Most value per unit human review comes from three layered mechanisms focused on high‑impact shared components and cross‑workflow claims:

  1. Dependency‑aware regression suites on the lab provenance graph
  • Maintain a small, curated set of “sentinel workflows” that heavily exercise shared simulators/ETL/libs.
  • Use the provenance graph to auto‑select which sentinels to rerun when a shared component changes (or its env/dep hash changes).
  • Run is fully automated; humans only review deltas on a few key metrics/claims.
  • Best default: continuous, low human time, catches many propagation bugs early.
  1. Shadow replays of past runs under new code (selective, graph‑routed)
  • When a shared component changes, re‑execute a small sample of historically important downstream runs (high reuse, high impact, or known fragile) with the new code in a sandbox.
  • Compare outputs on a compact metric vector and key derived claims; flag large or pattern‑shift changes.
  • Human time is spent only on flagged diffs, not on replay setup.
  • Best for catching regression in realistic, end‑to‑end conditions.
  1. Automatic re‑estimation of key cross‑workflow scientific claims
  • Maintain a registry of cross‑workflow scientific claims (constants, effect sizes, calibrations) with links to supporting workflows.
  • When any upstream shared component or dataset version changes, auto‑recompute just the claim‑supporting steps or lightweight surrogates.
  • Monitor for claim drift beyond pre‑set tolerances; route those few cases to human review.
  • Best for catching subtle, scientifically meaningful shifts rather than pure numeric diffs.
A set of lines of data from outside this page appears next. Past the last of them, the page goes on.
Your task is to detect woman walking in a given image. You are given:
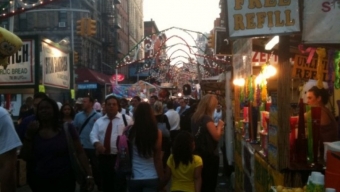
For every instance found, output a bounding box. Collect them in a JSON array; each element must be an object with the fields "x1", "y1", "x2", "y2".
[
  {"x1": 191, "y1": 94, "x2": 224, "y2": 192},
  {"x1": 163, "y1": 131, "x2": 203, "y2": 192},
  {"x1": 128, "y1": 102, "x2": 164, "y2": 192},
  {"x1": 21, "y1": 98, "x2": 93, "y2": 192},
  {"x1": 60, "y1": 104, "x2": 76, "y2": 123}
]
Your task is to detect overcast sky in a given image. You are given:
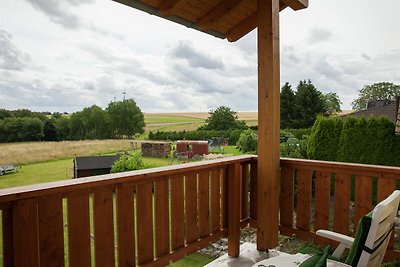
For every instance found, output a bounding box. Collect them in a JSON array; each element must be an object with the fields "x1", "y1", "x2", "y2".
[{"x1": 0, "y1": 0, "x2": 400, "y2": 112}]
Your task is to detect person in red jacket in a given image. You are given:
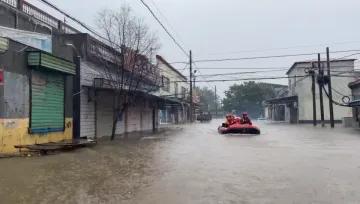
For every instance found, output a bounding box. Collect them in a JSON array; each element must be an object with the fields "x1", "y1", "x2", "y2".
[
  {"x1": 224, "y1": 114, "x2": 236, "y2": 127},
  {"x1": 241, "y1": 112, "x2": 252, "y2": 125}
]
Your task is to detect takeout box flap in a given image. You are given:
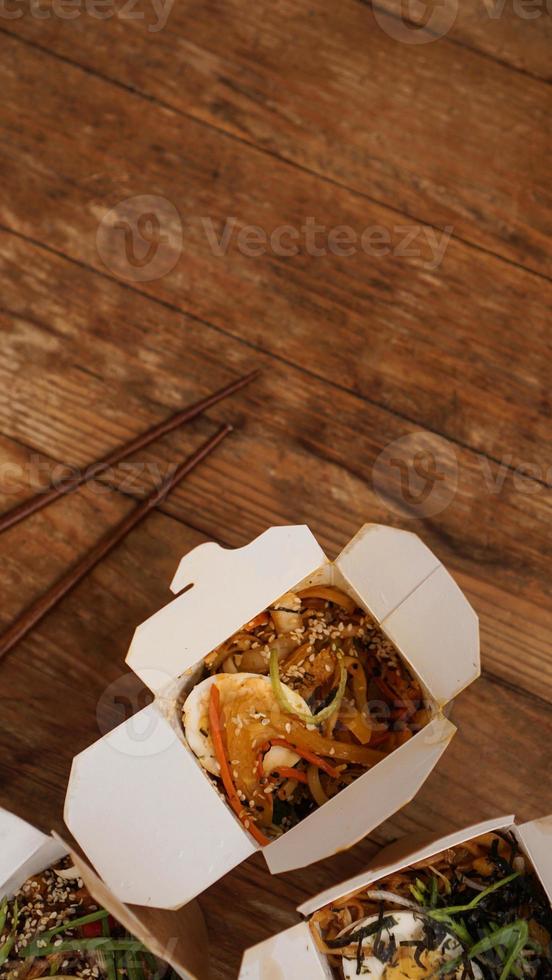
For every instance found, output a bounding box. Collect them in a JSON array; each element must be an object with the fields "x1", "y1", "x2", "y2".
[
  {"x1": 238, "y1": 922, "x2": 333, "y2": 980},
  {"x1": 0, "y1": 808, "x2": 67, "y2": 898},
  {"x1": 126, "y1": 525, "x2": 327, "y2": 693},
  {"x1": 516, "y1": 814, "x2": 552, "y2": 903},
  {"x1": 62, "y1": 842, "x2": 209, "y2": 980},
  {"x1": 335, "y1": 524, "x2": 480, "y2": 705},
  {"x1": 263, "y1": 716, "x2": 456, "y2": 874},
  {"x1": 297, "y1": 815, "x2": 515, "y2": 916},
  {"x1": 65, "y1": 702, "x2": 256, "y2": 909}
]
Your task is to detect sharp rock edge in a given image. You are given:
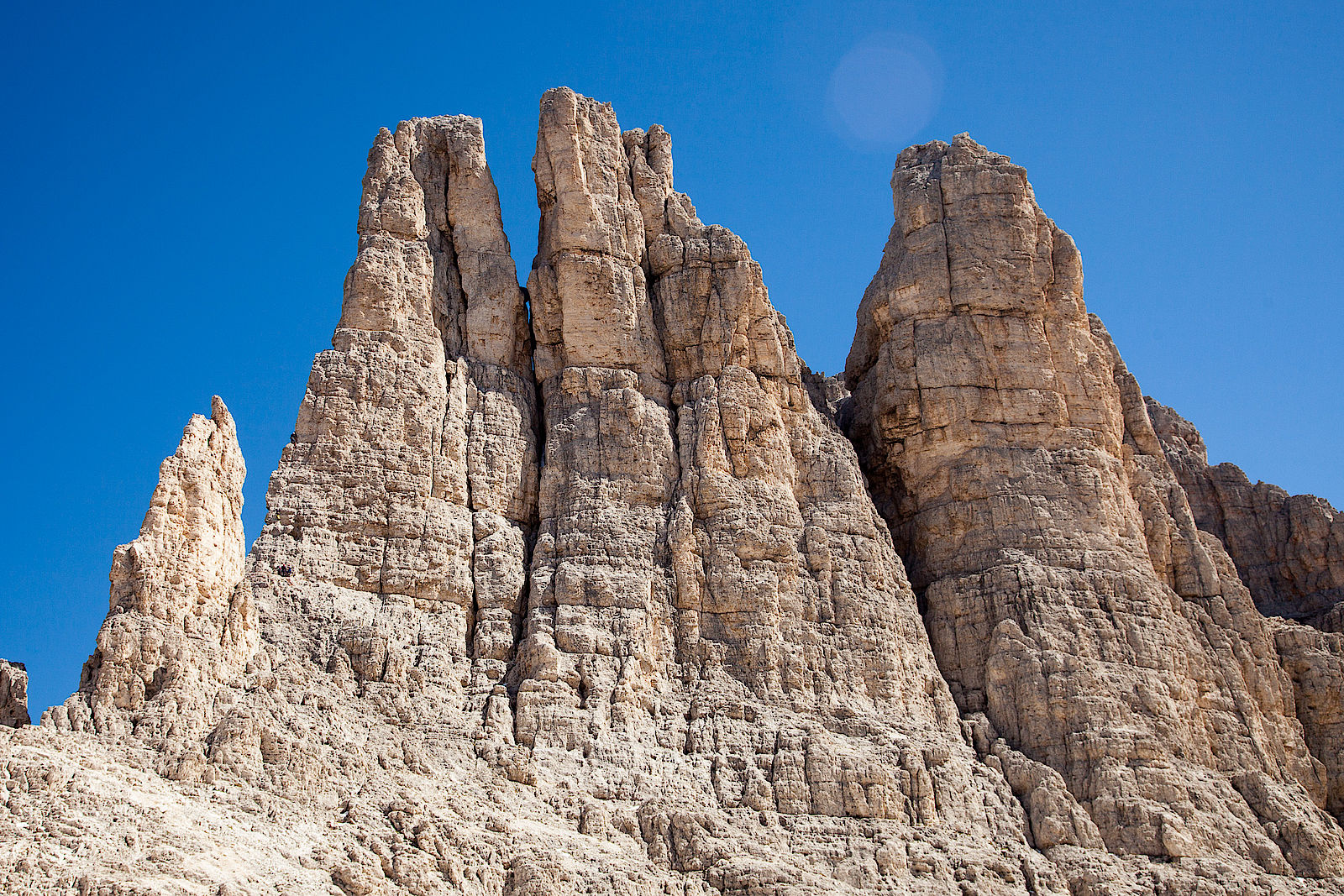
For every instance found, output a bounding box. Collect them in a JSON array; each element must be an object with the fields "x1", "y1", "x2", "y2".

Relative effectiveness per human‑time unit

  • Highest: (1) graph‑routed regression suites + (3) claim re‑estimation, because they are highly automatable and give small, focused diff surfaces for humans.
  • Next: (2) targeted shadow replays, especially for high‑impact workflows; they are more compute‑heavy but human‑efficient when diffs are summarized well.
  • Less efficient: ad‑hoc manual spot checks or full re‑audits of entire workflows after each change; they do not scale with weeks of agent activity.

Operational sketch

  • Use the lab‑scale provenance graph to:
    • rank components and workflows by downstream centrality/reuse;
    • auto‑trigger the above three checks when shared components or claims change;
    • limit human review to: (a) inconsistent regression results, (b) large shadow‑replay drifts, (c) claim re‑estimates outside bands.

In combination, these three cross‑workflow mechanisms minimize silent propagation through shared parts while keeping human review focused and sparse.